L'utilisation de la microscopie à fluorescence pour faciliter la découverte d'anticorps par les méthodes de phage display ouvre des perspectives intéressantes dans le domaine de la biotechnologie. Cependant la quantification précise des événements de liaison antigène–anticorps médiés par des bactériophages, dans des conditions de densité variable, de bruit optique et d'hétérogénéité biologiqueprésente des défis importants en analyse d'image. Cette thèse présente un cadre d'analyse d'image informé par la physique, reposant sur l'apprentissage profond, pour compter les particules de bactériophages et en déduire les constantes cinétiques de liaison à partir de points temporels expérimentaux obtenus par des acquisitions en microscopie TIRF. Le système expérimental met en jeu des phages M13 exprimant des anticorps monoclonaux monodomaines (Nef19 et C28), marqués avec DyLight 488 ou Rhodamine, se liant à des surfaces recouvertes d'antigènes (Nef et CD16).
Les méthodes classiques d'analyse d'image ont d'abord été évaluées, révélant des limites dans les régimes de densité variable et dans la quantification indirecte de la densité via l'intensité. Une architecture U-Net personnalisée a ensuite été développée pour prédire à la fois les comptages globaux et les cartes de densité à partir de représentations 2D, 2.5D et 3D. Des données d'entraînement synthétiques générées à partir d'un modèle cinétique ont permis d'améliorer la généralisation dans les cas à haute densité.

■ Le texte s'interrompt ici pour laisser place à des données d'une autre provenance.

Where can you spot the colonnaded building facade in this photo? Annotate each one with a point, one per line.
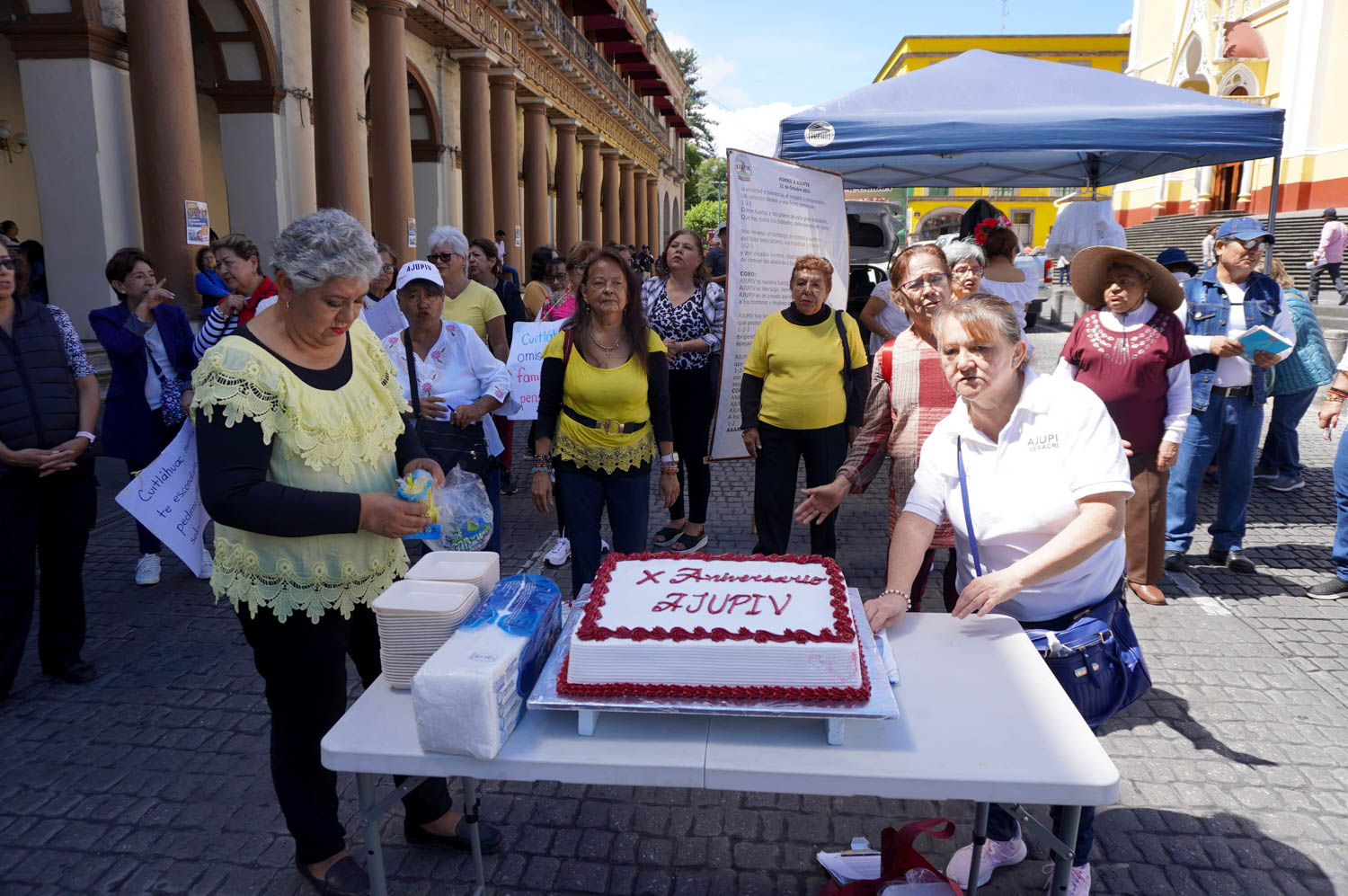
(549, 120)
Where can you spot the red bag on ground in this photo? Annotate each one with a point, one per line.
(898, 857)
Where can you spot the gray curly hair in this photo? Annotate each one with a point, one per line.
(448, 237)
(960, 251)
(325, 245)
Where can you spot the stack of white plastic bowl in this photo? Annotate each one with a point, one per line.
(415, 618)
(482, 569)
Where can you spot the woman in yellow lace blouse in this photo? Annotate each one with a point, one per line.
(299, 439)
(603, 406)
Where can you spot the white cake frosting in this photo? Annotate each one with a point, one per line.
(652, 620)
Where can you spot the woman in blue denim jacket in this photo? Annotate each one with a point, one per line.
(1294, 383)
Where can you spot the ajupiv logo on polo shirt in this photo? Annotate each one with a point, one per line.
(1043, 442)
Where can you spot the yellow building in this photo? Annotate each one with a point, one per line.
(936, 210)
(1290, 54)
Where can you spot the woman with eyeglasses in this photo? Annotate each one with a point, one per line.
(466, 301)
(239, 264)
(801, 398)
(909, 396)
(603, 409)
(383, 280)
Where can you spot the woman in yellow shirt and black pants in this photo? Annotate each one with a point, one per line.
(801, 396)
(603, 406)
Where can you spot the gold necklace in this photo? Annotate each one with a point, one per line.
(607, 348)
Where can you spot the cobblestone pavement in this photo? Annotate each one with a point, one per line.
(154, 777)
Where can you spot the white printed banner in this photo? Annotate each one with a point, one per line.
(526, 361)
(778, 212)
(164, 499)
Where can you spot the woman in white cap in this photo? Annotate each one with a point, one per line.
(1130, 350)
(452, 382)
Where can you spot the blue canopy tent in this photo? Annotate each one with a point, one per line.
(984, 119)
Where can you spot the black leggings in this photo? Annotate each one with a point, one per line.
(692, 404)
(304, 666)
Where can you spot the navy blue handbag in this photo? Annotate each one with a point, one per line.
(1096, 658)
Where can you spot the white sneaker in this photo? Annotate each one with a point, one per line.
(1078, 885)
(147, 570)
(560, 554)
(995, 855)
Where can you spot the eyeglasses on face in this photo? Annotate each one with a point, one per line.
(932, 279)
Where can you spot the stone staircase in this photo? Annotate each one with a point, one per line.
(1297, 235)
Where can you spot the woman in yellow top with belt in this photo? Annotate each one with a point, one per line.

Le modèle a été affiné grâce à une adaptation de domaine et un ajustement sur des données annotées réelles.
Les densités de phages prédites ont été validées à l'aide des statistiques de Poisson et de la modélisation cinétique. Les densités quantifiées ont été ajustées à des courbes de liaison de Langmuir afin d'extraire les constantes d'association et de dissociation des systèmes antigène–anticorps étudiés. Ce travail établit un pipeline robuste et évolutif, combinant biophysique expérimentale et analyse d'image fondée sur l'intelligence artificielle, pour quantifier les interactions de liaison à une résolution moléculaire.


Thesis resume

Harnessing fluorescence microscopy to support antibody discovery by phage display methods opens interesting perspectives in biotechnology. However, the accurate quantification of phage-based antigen-antibody binding events under varying density, noisy, and heterogeneous conditions presents important image analysis challenges. This thesis presents a physics-informed image analysis framework with deep learning to count bacteriophage particles and infer binding kinetics from experimental time points via TIRF microscopy stacks. The experimental system involves M13 phages displaying monoclonal monodomain antibodies (Nef19 and C28) and labelled with DyLight 488 or Rhodamine, binding to antigen-coated (Nef and CD16) surfaces.
Classical image analysis methods were first assessed, revealing limitations in varying density regimes and intensity-based proxy density quantification. A customised U-Net architecture was then developed to predict phage global counts and density maps from 2D, 2.5D, and 3D image representations. Synthetic training data generated via a kinetic model improved generalisation in high-density cases. The model was further refined using domain adaptation and fine-tuning on annotated real data.
Predicted phage densities were validated using Poisson statistics and kinetic modelling. The quantified densities were fitted to Langmuir binding curves to extract association and dissociation rates of the phage-based antigen–antibody systems. This work establishes a robust, scalable pipeline that combines experimental biophysics with AI-based image analysis to quantify binding interactions with molecular resolution.